La reconquête du récit
Chaque époque, pour exister, a besoin d'un récit qui l'élève au-dessus de sa fonction. Or, notre temps ne raconte plus : il gère, il administre des objectifs, quantifie des résultats, évalue des performances, mais n'énonce plus de vision. Le vide narratif qui en découle nourrit le désenchantement contemporain.
Sans horizon commun, le travail devient exécution, et la démocratie, mécanique. Réhabiliter le récit collectif, ce n'est pas fabriquer un slogan, mais réintroduire une transcendance immanente : donner sens à l'action sans promettre le miracle.
Dans un monde saturé de discours, raconter le vrai devient un acte de résistance.

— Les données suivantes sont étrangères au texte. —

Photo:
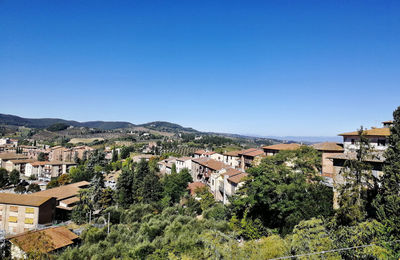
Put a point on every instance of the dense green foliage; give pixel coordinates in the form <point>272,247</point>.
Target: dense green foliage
<point>282,191</point>
<point>353,193</point>
<point>57,127</point>
<point>3,177</point>
<point>175,185</point>
<point>387,202</point>
<point>14,177</point>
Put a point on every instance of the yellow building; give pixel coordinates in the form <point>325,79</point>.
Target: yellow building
<point>20,213</point>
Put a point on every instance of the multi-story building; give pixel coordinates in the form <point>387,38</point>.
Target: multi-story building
<point>4,157</point>
<point>19,213</point>
<point>203,167</point>
<point>47,170</point>
<point>232,158</point>
<point>18,164</point>
<point>182,163</point>
<point>276,148</point>
<point>328,149</point>
<point>250,157</point>
<point>377,138</point>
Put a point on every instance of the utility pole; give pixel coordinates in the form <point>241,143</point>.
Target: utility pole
<point>108,227</point>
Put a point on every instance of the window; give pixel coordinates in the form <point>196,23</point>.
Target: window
<point>381,142</point>
<point>29,221</point>
<point>29,210</point>
<point>13,219</point>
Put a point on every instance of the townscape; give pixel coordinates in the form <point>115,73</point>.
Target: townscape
<point>181,195</point>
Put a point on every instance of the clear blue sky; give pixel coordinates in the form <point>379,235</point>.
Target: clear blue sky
<point>251,67</point>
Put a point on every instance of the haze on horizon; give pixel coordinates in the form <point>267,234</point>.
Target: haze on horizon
<point>269,68</point>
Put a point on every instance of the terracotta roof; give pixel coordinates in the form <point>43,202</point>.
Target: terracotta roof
<point>371,132</point>
<point>38,163</point>
<point>237,178</point>
<point>352,156</point>
<point>11,156</point>
<point>231,172</point>
<point>63,192</point>
<point>185,158</point>
<point>254,153</point>
<point>192,187</point>
<point>70,200</point>
<point>60,163</point>
<point>328,146</point>
<point>209,153</point>
<point>57,237</point>
<point>22,161</point>
<point>211,163</point>
<point>23,199</point>
<point>282,147</point>
<point>246,151</point>
<point>232,153</point>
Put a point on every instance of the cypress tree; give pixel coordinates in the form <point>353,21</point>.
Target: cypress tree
<point>387,202</point>
<point>358,180</point>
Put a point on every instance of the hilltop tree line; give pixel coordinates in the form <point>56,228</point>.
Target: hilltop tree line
<point>284,208</point>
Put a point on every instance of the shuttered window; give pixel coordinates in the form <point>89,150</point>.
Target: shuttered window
<point>29,221</point>
<point>13,219</point>
<point>29,210</point>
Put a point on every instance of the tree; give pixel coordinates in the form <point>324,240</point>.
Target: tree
<point>3,177</point>
<point>124,188</point>
<point>311,236</point>
<point>33,187</point>
<point>358,181</point>
<point>20,189</point>
<point>175,184</point>
<point>42,157</point>
<point>114,155</point>
<point>14,177</point>
<point>387,202</point>
<point>283,190</point>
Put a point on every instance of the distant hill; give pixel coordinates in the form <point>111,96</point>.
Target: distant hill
<point>167,127</point>
<point>46,122</point>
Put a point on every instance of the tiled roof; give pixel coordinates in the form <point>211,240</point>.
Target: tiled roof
<point>231,172</point>
<point>17,161</point>
<point>192,187</point>
<point>371,132</point>
<point>328,146</point>
<point>23,199</point>
<point>39,163</point>
<point>70,200</point>
<point>238,178</point>
<point>254,153</point>
<point>185,158</point>
<point>11,156</point>
<point>353,156</point>
<point>282,147</point>
<point>63,192</point>
<point>210,163</point>
<point>60,163</point>
<point>246,151</point>
<point>232,153</point>
<point>57,237</point>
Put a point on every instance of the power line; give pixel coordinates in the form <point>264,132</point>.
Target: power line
<point>327,251</point>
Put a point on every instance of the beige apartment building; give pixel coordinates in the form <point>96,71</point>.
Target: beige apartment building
<point>20,213</point>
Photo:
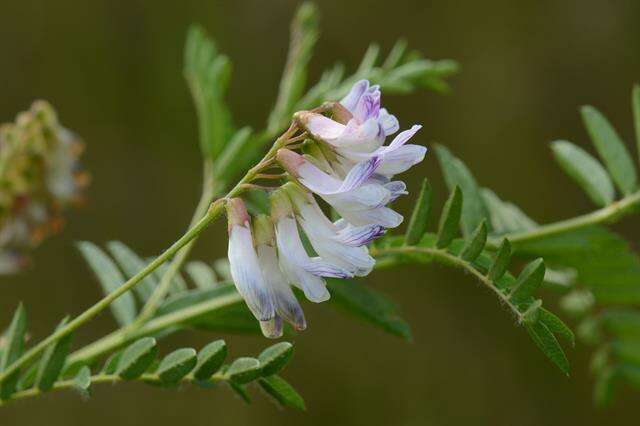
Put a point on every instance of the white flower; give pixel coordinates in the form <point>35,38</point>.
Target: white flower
<point>327,239</point>
<point>243,261</point>
<point>298,267</point>
<point>285,302</point>
<point>359,198</point>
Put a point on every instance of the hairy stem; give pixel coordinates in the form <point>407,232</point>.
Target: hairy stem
<point>215,211</point>
<point>164,285</point>
<point>443,256</point>
<point>606,214</point>
<point>119,338</point>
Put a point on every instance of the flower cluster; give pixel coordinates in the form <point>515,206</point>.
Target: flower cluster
<point>39,177</point>
<point>346,164</point>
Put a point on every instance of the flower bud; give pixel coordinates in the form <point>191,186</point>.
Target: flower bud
<point>237,214</point>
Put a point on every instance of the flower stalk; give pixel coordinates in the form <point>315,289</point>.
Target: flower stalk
<point>212,213</point>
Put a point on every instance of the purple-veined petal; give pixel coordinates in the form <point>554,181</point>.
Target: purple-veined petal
<point>359,174</point>
<point>323,236</point>
<point>357,90</point>
<point>396,188</point>
<point>322,127</point>
<point>403,137</point>
<point>389,122</point>
<point>359,235</point>
<point>272,329</point>
<point>367,196</point>
<point>285,302</point>
<point>382,216</point>
<point>247,275</point>
<point>321,268</point>
<point>368,107</point>
<point>401,159</point>
<point>293,259</point>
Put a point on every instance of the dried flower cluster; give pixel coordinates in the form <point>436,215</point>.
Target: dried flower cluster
<point>39,178</point>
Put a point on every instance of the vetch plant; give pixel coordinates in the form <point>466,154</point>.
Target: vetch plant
<point>310,218</point>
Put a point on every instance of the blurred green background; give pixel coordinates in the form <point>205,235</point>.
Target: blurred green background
<point>113,70</point>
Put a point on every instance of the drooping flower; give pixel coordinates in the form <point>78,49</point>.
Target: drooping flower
<point>285,303</point>
<point>349,167</point>
<point>243,261</point>
<point>299,268</point>
<point>327,239</point>
<point>359,198</point>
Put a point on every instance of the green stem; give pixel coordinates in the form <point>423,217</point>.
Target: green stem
<point>447,258</point>
<point>214,211</point>
<point>99,379</point>
<point>119,338</point>
<point>31,354</point>
<point>164,285</point>
<point>606,214</point>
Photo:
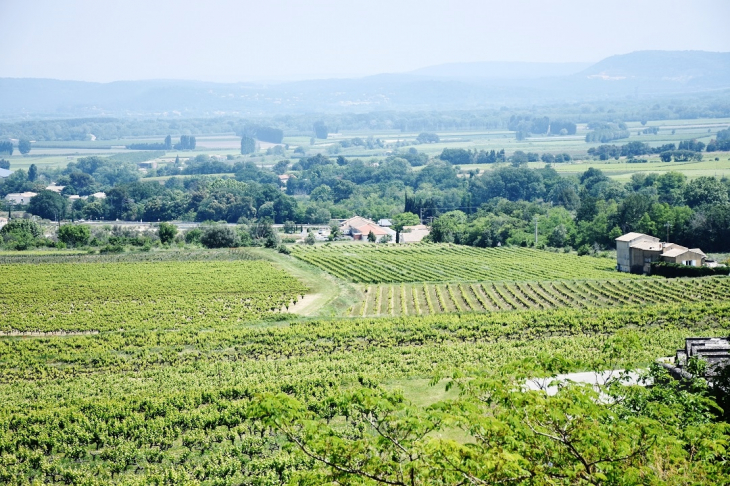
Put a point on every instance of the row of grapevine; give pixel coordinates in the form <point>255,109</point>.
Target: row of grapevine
<point>490,296</point>
<point>162,295</point>
<point>450,263</point>
<point>151,407</point>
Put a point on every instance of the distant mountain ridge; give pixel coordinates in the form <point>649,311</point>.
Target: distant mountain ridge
<point>665,65</point>
<point>454,86</point>
<point>502,70</point>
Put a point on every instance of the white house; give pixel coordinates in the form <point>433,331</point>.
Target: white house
<point>19,197</point>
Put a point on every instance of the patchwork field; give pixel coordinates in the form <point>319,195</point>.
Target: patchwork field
<point>160,371</point>
<point>149,295</point>
<point>453,263</point>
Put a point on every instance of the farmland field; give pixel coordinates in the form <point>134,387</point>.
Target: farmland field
<point>450,263</point>
<point>149,295</point>
<point>426,299</point>
<point>154,371</point>
<point>180,406</point>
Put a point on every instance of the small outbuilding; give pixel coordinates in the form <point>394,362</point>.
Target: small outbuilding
<point>19,198</point>
<point>635,252</point>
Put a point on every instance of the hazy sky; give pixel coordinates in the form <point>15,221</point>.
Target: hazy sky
<point>216,40</point>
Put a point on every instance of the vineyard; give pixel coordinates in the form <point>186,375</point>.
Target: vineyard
<point>425,299</point>
<point>450,263</point>
<point>153,295</point>
<point>156,371</point>
<point>182,406</point>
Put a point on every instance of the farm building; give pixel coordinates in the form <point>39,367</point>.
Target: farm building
<point>359,228</point>
<point>635,253</point>
<point>55,188</point>
<point>19,197</point>
<point>714,351</point>
<point>414,234</point>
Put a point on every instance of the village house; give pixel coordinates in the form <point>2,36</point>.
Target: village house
<point>635,252</point>
<point>359,228</point>
<point>414,234</point>
<point>714,351</point>
<point>19,197</point>
<point>55,188</point>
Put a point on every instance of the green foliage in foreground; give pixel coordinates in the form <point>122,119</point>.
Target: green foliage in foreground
<point>584,434</point>
<point>205,405</point>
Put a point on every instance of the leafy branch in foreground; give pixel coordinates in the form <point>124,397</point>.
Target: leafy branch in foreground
<point>609,433</point>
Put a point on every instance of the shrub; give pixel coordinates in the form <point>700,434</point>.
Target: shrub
<point>166,232</point>
<point>193,236</point>
<point>22,226</point>
<point>115,248</point>
<point>74,234</point>
<point>674,270</point>
<point>219,237</point>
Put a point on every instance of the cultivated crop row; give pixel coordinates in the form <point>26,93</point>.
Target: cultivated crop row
<point>424,299</point>
<point>155,295</point>
<point>452,263</point>
<point>182,406</point>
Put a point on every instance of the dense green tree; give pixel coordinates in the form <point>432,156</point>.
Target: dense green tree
<point>218,236</point>
<point>20,234</point>
<point>248,145</point>
<point>280,167</point>
<point>705,190</point>
<point>24,146</point>
<point>402,220</point>
<point>320,130</point>
<point>166,232</point>
<point>6,148</point>
<point>427,137</point>
<point>74,234</point>
<point>48,205</point>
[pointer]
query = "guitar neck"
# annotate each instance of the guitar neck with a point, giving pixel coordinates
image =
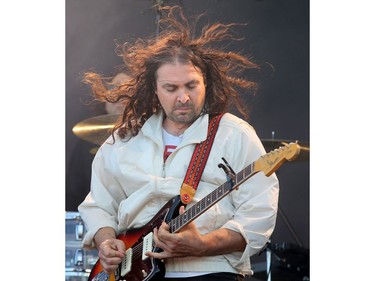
(211, 199)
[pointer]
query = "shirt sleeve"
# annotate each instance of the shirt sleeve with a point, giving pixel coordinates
(255, 201)
(101, 213)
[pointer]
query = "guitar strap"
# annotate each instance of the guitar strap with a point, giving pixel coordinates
(198, 161)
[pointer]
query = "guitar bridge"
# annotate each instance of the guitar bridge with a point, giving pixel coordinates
(147, 245)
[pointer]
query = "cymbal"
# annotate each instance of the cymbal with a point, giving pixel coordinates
(271, 144)
(96, 129)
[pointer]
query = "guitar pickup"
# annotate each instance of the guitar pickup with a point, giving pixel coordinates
(126, 262)
(147, 244)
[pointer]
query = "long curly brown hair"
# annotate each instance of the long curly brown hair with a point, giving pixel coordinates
(176, 42)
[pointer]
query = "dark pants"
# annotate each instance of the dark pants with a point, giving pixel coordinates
(223, 276)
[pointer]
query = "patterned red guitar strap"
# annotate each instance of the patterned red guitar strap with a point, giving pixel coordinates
(198, 162)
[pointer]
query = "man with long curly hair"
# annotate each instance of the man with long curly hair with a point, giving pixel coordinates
(178, 84)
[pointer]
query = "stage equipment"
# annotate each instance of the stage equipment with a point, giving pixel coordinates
(97, 129)
(78, 261)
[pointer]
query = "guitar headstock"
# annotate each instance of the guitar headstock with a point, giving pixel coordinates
(271, 161)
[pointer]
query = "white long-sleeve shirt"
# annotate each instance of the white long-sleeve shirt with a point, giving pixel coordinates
(131, 183)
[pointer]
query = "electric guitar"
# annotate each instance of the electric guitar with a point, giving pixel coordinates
(136, 266)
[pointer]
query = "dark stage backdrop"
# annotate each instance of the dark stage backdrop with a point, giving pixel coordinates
(277, 37)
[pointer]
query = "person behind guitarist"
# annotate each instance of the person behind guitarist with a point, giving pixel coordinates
(178, 81)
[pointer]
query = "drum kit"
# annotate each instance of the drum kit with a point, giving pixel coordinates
(97, 129)
(284, 256)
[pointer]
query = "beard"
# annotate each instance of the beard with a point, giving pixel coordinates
(184, 117)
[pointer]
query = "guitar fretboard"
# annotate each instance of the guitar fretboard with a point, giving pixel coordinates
(211, 199)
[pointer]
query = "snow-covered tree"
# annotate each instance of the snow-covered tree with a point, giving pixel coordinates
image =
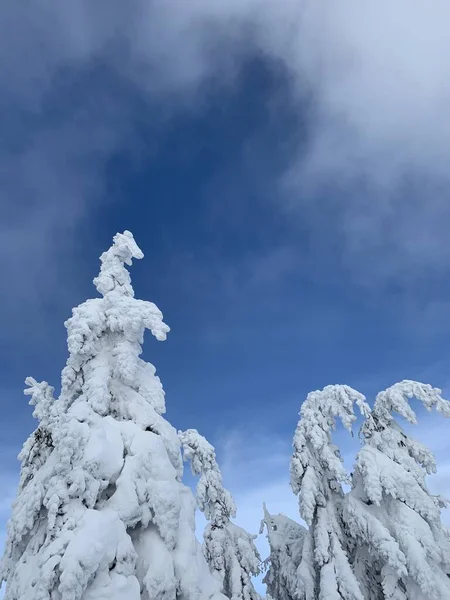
(317, 476)
(403, 550)
(285, 538)
(229, 550)
(101, 513)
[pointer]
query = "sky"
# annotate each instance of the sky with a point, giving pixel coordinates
(284, 167)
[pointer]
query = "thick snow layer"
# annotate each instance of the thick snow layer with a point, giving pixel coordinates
(101, 512)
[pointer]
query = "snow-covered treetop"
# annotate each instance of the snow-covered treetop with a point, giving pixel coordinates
(113, 275)
(382, 425)
(396, 399)
(316, 464)
(213, 499)
(123, 320)
(282, 533)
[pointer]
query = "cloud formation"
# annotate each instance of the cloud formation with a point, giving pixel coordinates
(374, 162)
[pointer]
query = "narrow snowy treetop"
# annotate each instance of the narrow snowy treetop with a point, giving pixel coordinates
(316, 462)
(113, 274)
(396, 398)
(213, 499)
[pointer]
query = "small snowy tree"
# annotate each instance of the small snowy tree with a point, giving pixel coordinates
(229, 550)
(286, 539)
(403, 548)
(317, 475)
(101, 513)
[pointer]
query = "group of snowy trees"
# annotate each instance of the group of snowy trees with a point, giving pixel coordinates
(102, 513)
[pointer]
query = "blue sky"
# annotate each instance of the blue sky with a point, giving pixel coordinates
(285, 175)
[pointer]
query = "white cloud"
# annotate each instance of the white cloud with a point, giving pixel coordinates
(374, 71)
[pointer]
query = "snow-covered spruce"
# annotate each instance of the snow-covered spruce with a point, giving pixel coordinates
(229, 550)
(101, 513)
(403, 550)
(317, 475)
(286, 539)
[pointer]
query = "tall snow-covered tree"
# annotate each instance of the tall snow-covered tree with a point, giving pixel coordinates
(317, 477)
(101, 513)
(285, 538)
(403, 549)
(229, 550)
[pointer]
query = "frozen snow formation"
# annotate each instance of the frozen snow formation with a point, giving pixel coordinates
(286, 539)
(101, 513)
(402, 550)
(229, 550)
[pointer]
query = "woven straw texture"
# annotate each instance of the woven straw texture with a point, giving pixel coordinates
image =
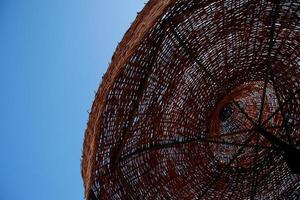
(201, 101)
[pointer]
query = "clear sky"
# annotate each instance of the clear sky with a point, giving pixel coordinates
(53, 54)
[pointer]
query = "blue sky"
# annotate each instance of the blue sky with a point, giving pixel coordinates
(53, 54)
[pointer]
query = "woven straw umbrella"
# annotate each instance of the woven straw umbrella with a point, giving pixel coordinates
(201, 101)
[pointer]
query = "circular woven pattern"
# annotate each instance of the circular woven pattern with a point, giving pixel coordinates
(201, 103)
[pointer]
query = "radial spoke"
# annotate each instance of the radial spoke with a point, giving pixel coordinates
(254, 176)
(280, 107)
(225, 169)
(190, 53)
(182, 141)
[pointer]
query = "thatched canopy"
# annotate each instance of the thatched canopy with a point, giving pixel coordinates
(201, 101)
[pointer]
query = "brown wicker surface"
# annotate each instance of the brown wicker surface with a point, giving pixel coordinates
(188, 104)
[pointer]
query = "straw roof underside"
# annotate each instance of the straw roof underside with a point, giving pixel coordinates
(176, 113)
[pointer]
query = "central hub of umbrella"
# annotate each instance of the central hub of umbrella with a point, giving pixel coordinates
(231, 123)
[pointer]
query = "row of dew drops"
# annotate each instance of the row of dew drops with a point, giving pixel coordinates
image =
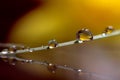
(82, 35)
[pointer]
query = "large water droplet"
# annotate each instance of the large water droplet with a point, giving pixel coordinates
(4, 51)
(52, 44)
(84, 75)
(4, 58)
(84, 35)
(28, 61)
(12, 49)
(108, 30)
(51, 68)
(12, 61)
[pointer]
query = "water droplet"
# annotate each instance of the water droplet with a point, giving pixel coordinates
(51, 68)
(79, 70)
(28, 61)
(12, 49)
(108, 30)
(31, 50)
(12, 61)
(4, 58)
(84, 35)
(4, 51)
(52, 44)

Les dirigeants qui réussiront demain seront moins des gestionnaires d'indicateurs que des artisans de récit, capables de dire pourquoi on agit, et non seulement comment. Une entreprise qui sait raconter son «pourquoi» retrouve la puissance du politique c'est à dire celle d'orienter les consciences.
Pour une éthique de la gouvernance responsable
La démocratie est un régime fragile, car elle repose sur un pari risqué : la confiance dans la maturité de l'autre. De même, la gouvernance véritable suppose la confiance dans l'intelligence de ses collaborateurs. C'est là une éthique, non une technique. Elle repose sur la conviction que le pouvoir partagé n'affaiblit pas l'autorité, mais la légitime.
Ce n'est pas une posture romantique : c'est une condition de survie organisationnelle dans un monde où la défiance est devenue la norme. L'entreprise du XXIe siècle sera un espace de recomposition du lien civique, ou bien elle sera, elle aussi, emportée par le désenchantement démocratique. Car la crise que nous traversons n'est pas seulement économique : elle est morale et sociétale. La démocratie ne se décrète pas, elle se construit dans la manière dont nous travaillons, décidons et coopérons.
L'entreprise, parce qu'elle réunit des femmes et des hommes autour d'un but commun, reste un lieu où peut encore s'éprouver la confiance. Lorsqu'elle donne du sens à l'action et de la cohérence à la parole, elle contribue à réparer ce que la société fragilise. Gouverner, dans ce contexte, c'est maintenir le cap du collectif sans jamais perdre de vue l'humain.